A Travel essay about Taos, New Mexico by James Bonner

Welcome to Taos: A Personal Journey Through New Mexico's Enchanting Town

What an awesome sight, on NM-68, after splitting from the Rio Grande River, driving out of the canyon once you clear the cliff, directly ahead of you is the colossal Taos gorge, appearing as if God himself ripped the desert apart to recognize immediately the village under the mountain. Taos rests in north-central New Mexico, fifty miles south of the Colorado border. The quiet town is known primarily as a ski resort town although the snow in the Taos Ski Valley hasn’t been as good as the mountain above Santa Fe, New Mexico in recent years.

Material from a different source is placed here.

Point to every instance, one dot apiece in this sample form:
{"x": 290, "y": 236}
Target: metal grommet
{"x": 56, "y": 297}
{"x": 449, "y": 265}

I wanted to like Taos. There are some things about Taos that I enjoy: the site of the Taos Gorge, the Earthship houses outside of town, a hot spring adjacent to the Rio Grande after a hike down the gorge cliffside, a small shopping district north of Taos’ historic plaza, and the Taos Pueblo site; most of which you can experience in a single day. Taos is beautiful, that’s undeniable, but even for someone like me who enjoys the simplest things, sitting with a cup of tea on a table outside of a coffee house people-watching—that isn’t Taos. Taos for tourists is primarily a ski resort town, and the summer is an opportunity to experience life on the pueblo. The people who live in Taos are introspective and artistic. It’s a town of introverts who enjoy living simply.

The last time I was in Taos the hot springs were closed to the public, they’re on private land, and the landowners allowed people to drive through and park on their land and to walk to the springs. However, people managed to ruin the experience for everyone who might respect others (as people often flagrantly do), the landowners, and the land. People trashed the road, the lot, the pathway, and the springs, and the landowners are working on cleaning it up. They posted signage suggesting they were considering whether or not to reopen the springs to the public. I don’t know if I would allow access.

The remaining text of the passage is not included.